Abstract
Screening Articles for Tortured Phrases With a Regular Expressions–Based Detector
Alexandre Clausse,1 Guillaume Cabanac,1,2 Pascal Cuxac,3 Cyril Labbé4
Objective
The Problematic Paper Screener (PPS) features 10 detectors to identify problematic articles in the scientific record.1 The detectors search through metadata, references, or textual contents. The tortured phrases2 detector uses a list of more than 7000 identified suspect expressions (Table 25-1159) to query a database (Dimensions; Digital Science) with approximately 130 million scientific articles.3 The PPS displays the screening results on a public website. In this qualitative study, we introduce an alternative screening algorithm based on regular expressions (regex) and benchmark its effectiveness. Publishers are welcome to use this stand-alone algorithm that does not require a subscription to the database that we used.
Design
As of May 2025, we designed an algorithm that uses regex based on the PPS fingerprints list in the database to capture different forms of tortured phrases, such as “man-made consciousness,” “profound learning AND deep learning,” and “128 pieces”~5’ [128 bits] (ie, a tortured phrase with components in a 5-word sliding window). This approach is independent from search engines, as it matches fingerprints against the textual content of each article, ignoring their metadata, figure and table contents (including captions), and references. We benchmarked this new approach on the Hindawi extensible markup language (XML) corpus, which contains several hundred articles with tortured phrases, focusing on articles published from 2020 to 2022—the period with the most PPS-flagged articles (n = 3400).
Results
The regex-based algorithm flagged 2455 problematic articles, with 1948 also flagged by PPS, yielding a 58% overlap. After removing duplicates, 401 articles flagged by the PPS were missing from the Hindawi XML corpus, amounting to 3371 problematic articles in 139 different journals. The evaluation is ongoing; we analyzed the top 200 results and found 48 false-positive results due to database indexing issues related to special characters and figures and PPS querying issues. We also found 52 false-negative results due to fingerprints list issues and because we excluded figures, tables, and references. Overall, we obtained 100 true-positive results, as both detectors (ie, PPS and regex-based algorithm) extracted expressions on the fingerprints list from the same articles.
Conclusions
The regex-based algorithm yielded results comparable to the current PPS screening process. Other configurations should be tested, including figures, tables, and references in the screening, as tortured phrases can also appear there. We invite publishers to use this regex-based approach to screen incoming manuscripts. We noticed several querying issues with the database that we used, and some fingerprints need to be redesigned. We will investigate further the validation assessment, as there are still 3351 articles to be reassessed. This research could contribute to improving the regex and updating the PPS fingerprints list, while offering detailed feedback and bug reports to the database developer.
References
1. Cabanac G, Labbé C, Magazinov A. The ‘Problematic Paper Screener’ automatically selects suspect publications for post-publication (re)assessment. arXiv. Preprint posted online October 7, 2022. doi:10.48550/arXiv.2210.04895
2. Cabanac G, Labbé C, Magazinov A. Tortured phrases: A dubious writing style emerging in science—evidence of critical issues affecting established journals. arXiv. Preprint posted online July 12, 2021. doi:10.48550/arXiv.2107.06751
3. Herzog C, Hook D, Konkiel S. Bringing down barriers between scientometricians and data. Quantitative Science Studies. 2020;1:387-395. doi:10.1162/qss_a_00020
1Université de Toulouse, IRIT (UMR 5505), Toulouse, France, alexandre.clausse@irit.fr; 2Institut Universitaire de France, Paris, France; 3INIST CNRS, UAR 67, Vandoeuvre-lès-Nancy, France; 4Université Grenoble Alpes, CNRS, Grenoble INP, LIG UMR 5217, Grenoble, France.
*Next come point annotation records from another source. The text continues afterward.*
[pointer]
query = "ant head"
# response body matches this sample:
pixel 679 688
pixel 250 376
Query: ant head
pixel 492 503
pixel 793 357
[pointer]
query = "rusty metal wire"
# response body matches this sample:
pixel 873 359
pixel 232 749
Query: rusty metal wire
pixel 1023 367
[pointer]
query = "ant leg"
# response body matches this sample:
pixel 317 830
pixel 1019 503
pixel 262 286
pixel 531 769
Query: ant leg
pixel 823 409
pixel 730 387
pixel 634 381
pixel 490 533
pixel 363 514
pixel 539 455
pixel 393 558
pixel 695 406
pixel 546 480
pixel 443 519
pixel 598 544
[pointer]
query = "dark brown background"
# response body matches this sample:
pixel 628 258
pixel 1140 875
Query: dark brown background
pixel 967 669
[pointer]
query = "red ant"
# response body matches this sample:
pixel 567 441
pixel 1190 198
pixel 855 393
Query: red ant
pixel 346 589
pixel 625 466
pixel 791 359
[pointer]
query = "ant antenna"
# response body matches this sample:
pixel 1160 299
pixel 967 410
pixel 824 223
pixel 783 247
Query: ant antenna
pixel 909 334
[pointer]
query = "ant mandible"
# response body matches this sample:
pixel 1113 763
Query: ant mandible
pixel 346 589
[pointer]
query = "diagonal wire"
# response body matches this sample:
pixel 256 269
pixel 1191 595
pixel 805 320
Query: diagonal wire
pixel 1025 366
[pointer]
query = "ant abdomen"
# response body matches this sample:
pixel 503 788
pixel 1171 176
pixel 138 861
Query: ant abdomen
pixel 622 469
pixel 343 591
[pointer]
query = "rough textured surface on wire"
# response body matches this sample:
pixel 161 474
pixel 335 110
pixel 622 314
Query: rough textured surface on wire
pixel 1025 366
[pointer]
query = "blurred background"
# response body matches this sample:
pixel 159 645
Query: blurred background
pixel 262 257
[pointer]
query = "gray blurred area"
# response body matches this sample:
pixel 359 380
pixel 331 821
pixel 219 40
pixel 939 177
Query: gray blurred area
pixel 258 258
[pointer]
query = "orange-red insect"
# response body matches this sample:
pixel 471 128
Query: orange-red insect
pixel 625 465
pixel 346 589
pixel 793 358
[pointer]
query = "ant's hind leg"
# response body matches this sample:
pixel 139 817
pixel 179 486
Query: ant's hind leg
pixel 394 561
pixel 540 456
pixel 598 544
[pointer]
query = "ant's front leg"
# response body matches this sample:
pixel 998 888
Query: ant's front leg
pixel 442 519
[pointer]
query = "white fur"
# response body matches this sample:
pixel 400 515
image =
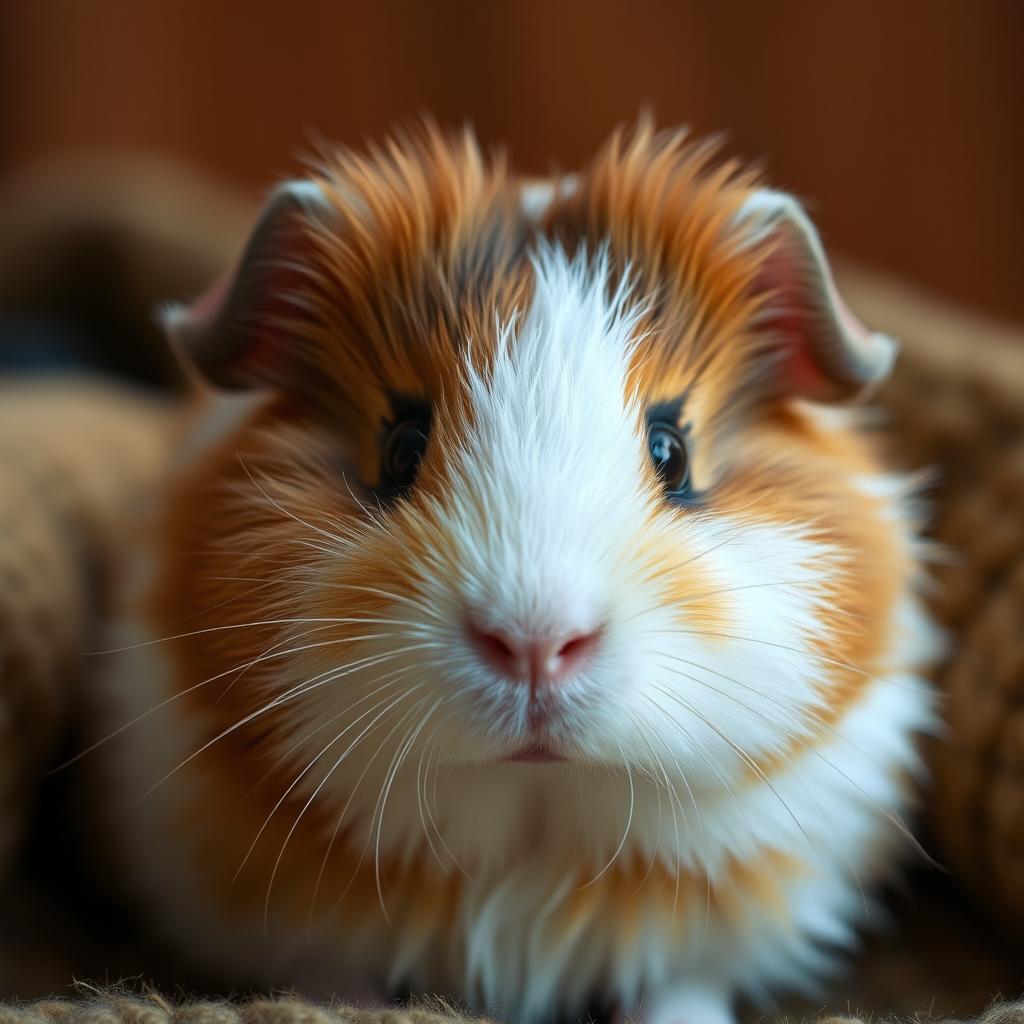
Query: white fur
pixel 546 512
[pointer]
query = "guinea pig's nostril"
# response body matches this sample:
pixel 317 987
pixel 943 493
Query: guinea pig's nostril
pixel 577 646
pixel 541 658
pixel 501 651
pixel 497 647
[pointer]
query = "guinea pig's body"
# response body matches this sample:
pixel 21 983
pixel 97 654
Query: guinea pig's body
pixel 530 629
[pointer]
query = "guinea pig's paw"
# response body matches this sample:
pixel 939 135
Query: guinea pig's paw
pixel 688 1004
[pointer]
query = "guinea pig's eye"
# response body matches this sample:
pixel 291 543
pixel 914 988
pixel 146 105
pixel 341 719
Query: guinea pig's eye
pixel 403 450
pixel 670 458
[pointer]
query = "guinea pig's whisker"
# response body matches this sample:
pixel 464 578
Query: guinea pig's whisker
pixel 344 812
pixel 813 713
pixel 396 766
pixel 180 693
pixel 401 598
pixel 298 778
pixel 351 747
pixel 427 815
pixel 810 796
pixel 754 766
pixel 847 666
pixel 294 692
pixel 305 736
pixel 291 515
pixel 657 795
pixel 626 830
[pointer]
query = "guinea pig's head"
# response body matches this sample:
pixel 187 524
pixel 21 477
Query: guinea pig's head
pixel 538 471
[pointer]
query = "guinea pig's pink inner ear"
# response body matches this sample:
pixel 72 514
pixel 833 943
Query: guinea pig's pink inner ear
pixel 241 334
pixel 814 347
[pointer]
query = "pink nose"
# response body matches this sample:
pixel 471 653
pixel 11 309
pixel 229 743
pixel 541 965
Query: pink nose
pixel 540 659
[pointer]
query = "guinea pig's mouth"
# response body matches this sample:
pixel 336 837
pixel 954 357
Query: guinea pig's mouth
pixel 535 754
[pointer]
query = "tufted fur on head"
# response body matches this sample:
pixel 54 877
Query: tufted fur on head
pixel 698 781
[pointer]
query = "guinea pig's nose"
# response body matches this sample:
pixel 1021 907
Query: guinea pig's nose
pixel 539 658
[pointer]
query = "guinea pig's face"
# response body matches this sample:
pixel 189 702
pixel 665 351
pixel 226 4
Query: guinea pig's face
pixel 544 473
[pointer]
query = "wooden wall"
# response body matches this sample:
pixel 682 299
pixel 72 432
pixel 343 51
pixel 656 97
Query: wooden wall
pixel 899 121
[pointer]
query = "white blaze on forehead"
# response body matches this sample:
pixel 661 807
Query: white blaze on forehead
pixel 550 478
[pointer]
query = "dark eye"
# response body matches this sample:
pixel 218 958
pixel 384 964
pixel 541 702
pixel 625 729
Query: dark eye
pixel 669 456
pixel 402 452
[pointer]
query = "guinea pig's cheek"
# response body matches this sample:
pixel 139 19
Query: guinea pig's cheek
pixel 731 645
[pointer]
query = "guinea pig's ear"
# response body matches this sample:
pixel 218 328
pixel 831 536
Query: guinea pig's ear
pixel 240 335
pixel 818 348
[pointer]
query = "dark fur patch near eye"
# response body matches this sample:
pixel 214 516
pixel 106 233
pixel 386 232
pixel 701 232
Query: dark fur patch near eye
pixel 411 416
pixel 669 411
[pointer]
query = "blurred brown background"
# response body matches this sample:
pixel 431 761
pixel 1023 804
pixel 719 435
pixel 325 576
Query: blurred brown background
pixel 899 122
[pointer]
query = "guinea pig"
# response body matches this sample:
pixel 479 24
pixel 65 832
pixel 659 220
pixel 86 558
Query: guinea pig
pixel 527 616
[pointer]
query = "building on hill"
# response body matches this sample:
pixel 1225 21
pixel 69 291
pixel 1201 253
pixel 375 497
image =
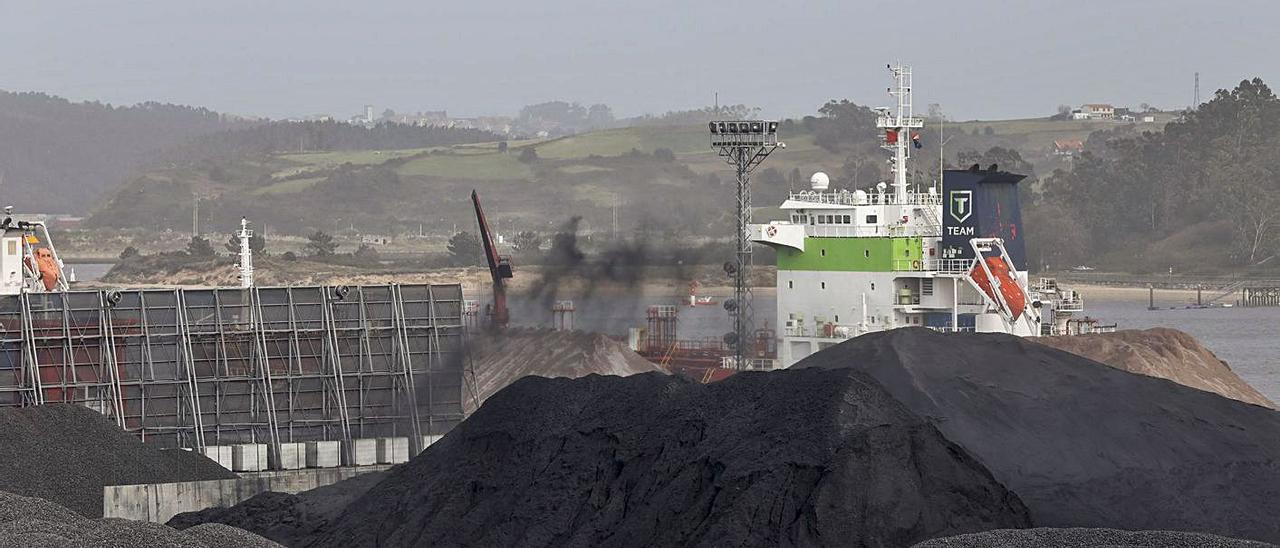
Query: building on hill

Conflicts of Interest Disclosures
Guillaume Cabanac is the administrator of the Problematic Paper Screener, a public platform that uses metadata from Digital Science and PubPeer via no-cost agreements. Guillaume Cabanac and Cyril Labbé have been in touch with most of the major publishers and their integrity officers, offering pro bono consulting regarding detection tools to various actors in the field, including Clear Skies, Morressier, River Valley, Signals, and STM.
Funding/Support
Alexandre Clausse, Guillaume Cabanac, and Cyril Labbé received funding from the European Research Council. Guillaume Cabanac received funding from the Institut Universitaire de France.